El alejamiento de sectores clave, especialmente jóvenes y comunidades tradicionalmente afines al oficialismo, se suma a esta tendencia, mostrando apatía o divisiones internas. Paralelamente, las encuestas de opinión han registrado descensos sostenidos en las intenciones de voto de la candidata oficialista, mientras los partidos de oposición registran avances constantes.
Asimismo, fracturas internas y luchas de poder han afectado la unidad del partido, debilitando la confianza de la ciudadanía. Problemas estructurales como la inseguridad, la crisis económica y denuncias de corrupción han incrementado el clima de desconfianza hacia el oficialismo, generando un terreno propicio para cambios significativos en la preferencia electoral.

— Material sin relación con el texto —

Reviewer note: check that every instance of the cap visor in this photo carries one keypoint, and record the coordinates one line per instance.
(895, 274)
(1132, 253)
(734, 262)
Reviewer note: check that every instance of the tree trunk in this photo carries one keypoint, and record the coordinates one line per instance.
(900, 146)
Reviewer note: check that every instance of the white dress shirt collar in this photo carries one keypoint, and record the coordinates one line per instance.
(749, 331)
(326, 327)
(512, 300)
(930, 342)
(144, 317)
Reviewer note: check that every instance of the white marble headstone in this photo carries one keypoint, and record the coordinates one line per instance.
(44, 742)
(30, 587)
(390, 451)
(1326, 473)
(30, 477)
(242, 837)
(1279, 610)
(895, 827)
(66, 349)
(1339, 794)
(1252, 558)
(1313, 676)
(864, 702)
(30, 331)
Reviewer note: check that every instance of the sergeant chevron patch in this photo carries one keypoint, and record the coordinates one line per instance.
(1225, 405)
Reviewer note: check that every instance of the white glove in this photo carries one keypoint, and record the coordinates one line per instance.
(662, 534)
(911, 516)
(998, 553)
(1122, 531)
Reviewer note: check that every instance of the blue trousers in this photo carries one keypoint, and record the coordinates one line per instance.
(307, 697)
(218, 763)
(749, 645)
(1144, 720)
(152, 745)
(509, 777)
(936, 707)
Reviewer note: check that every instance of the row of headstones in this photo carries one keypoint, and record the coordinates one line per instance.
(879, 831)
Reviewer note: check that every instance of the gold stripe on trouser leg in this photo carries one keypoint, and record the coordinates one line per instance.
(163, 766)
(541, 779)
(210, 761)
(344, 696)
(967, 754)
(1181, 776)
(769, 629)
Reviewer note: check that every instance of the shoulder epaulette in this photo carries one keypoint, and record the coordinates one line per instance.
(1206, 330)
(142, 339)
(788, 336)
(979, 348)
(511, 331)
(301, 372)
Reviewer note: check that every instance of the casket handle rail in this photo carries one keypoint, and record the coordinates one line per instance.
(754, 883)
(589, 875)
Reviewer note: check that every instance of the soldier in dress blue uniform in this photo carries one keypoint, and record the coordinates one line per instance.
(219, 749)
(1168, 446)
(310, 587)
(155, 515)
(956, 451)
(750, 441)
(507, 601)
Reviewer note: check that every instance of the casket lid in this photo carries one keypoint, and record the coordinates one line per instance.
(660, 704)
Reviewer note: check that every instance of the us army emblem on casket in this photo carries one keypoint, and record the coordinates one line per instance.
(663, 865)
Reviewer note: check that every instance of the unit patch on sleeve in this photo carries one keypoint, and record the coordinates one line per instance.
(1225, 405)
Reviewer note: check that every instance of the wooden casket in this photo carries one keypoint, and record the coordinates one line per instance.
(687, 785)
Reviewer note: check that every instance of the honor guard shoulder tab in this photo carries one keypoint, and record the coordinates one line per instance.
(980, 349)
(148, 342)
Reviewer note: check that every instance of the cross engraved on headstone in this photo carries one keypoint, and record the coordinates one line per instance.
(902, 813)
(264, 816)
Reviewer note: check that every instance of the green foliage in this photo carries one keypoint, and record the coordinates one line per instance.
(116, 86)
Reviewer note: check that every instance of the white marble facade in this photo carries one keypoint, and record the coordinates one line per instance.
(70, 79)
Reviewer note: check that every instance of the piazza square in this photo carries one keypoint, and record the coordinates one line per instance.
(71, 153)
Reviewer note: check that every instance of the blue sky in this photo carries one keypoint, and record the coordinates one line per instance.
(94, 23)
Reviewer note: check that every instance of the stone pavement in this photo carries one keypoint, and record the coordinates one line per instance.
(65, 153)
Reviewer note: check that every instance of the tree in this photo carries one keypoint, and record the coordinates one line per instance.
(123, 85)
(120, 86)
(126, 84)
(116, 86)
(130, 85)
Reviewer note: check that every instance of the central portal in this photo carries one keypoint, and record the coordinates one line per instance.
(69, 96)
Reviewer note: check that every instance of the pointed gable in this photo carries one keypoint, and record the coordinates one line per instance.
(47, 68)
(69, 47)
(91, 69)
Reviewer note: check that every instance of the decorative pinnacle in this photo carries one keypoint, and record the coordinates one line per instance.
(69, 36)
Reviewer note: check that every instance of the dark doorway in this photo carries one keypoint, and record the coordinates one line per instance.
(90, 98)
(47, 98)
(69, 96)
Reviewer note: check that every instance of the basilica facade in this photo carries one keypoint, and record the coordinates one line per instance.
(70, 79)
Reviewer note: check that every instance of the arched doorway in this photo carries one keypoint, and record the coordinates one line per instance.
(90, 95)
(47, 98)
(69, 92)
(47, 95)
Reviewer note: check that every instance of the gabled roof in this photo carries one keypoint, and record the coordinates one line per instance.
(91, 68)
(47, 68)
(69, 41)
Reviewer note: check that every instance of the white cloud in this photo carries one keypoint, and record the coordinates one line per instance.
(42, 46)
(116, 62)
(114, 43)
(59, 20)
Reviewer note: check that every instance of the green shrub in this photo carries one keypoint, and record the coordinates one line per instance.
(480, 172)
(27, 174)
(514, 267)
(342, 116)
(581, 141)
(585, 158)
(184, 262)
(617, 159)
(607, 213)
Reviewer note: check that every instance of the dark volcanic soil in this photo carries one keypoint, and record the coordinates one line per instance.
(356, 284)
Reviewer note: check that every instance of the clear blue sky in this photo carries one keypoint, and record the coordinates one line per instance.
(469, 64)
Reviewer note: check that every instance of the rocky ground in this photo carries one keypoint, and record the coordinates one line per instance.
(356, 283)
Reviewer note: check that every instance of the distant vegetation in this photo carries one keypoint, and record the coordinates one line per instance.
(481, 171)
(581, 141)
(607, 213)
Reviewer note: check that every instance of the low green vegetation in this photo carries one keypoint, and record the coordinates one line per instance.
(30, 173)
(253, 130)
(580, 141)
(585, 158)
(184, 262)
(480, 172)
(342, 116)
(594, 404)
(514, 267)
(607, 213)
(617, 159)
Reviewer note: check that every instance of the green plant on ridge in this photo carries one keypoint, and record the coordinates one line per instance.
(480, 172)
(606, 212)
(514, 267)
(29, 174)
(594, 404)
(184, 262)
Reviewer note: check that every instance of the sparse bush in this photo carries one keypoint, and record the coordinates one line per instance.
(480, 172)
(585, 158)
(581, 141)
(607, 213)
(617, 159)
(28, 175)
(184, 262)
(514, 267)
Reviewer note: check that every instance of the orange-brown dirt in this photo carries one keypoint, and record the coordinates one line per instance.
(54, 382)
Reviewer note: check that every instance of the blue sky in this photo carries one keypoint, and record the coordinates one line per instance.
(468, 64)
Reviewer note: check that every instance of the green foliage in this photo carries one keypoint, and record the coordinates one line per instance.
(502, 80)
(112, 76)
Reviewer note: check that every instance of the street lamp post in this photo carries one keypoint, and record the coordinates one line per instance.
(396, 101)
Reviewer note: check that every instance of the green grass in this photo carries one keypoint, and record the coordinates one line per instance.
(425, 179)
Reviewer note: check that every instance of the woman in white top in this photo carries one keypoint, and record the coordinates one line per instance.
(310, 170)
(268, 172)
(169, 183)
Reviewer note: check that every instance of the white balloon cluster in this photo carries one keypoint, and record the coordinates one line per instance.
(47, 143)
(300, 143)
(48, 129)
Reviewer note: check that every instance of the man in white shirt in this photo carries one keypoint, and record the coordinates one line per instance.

El desplome de Rixi Moncada
El descenso de Moncada en las encuestas confirma las señales de desgaste previas. La candidata, que hasta hace pocas semanas lideraba los sondeos, ahora se ubica en tercer lugar, según datos difundidos en medios alternativos y redes sociales. Este resultado ha generado sorpresa entre seguidores del oficialismo y refuerza la percepción de un posible cambio en la política hondureña.
Los expertos entrevistados indican que la disminución en el apoyo a la candidata se debe a factores como el incumplimiento de compromisos, la situación económica complicada y la falta de seguridad, aspectos que han sido aprovechados por los grupos de oposición. Tanto el Partido Liberal como el Partido Nacional han conseguido canalizar parte del malestar del público, impactando la habilidad del Partido LIBRE para motivar a sus seguidores y captar votantes indecisos.
El partido gobernante en una situación comprometida
La destitución de Moncada sitúa al gobierno de Xiomara Castro y al Partido LIBRE en una posición complicada. Especialistas señalan que este acontecimiento podría ser un momento decisivo para la izquierda hondureña, cuya influencia en el poder ha estado vinculada con el ideario del socialismo del siglo XXI. La mezcla de divisiones internas, percepción de promesas no cumplidas y el crecimiento de la oposición muestra un panorama de alta tensión política y social.
Las votaciones programadas para el 30 de noviembre se presentan como un punto crucial para la nación. La caída en las encuestas de la aspirante del gobierno y los signos de agotamiento revelan que el escenario político es inestable. El Partido LIBRE tendrá que hacer frente a estos retos mientras la población sigue de cerca los eventos y considera las opciones políticas a su disposición.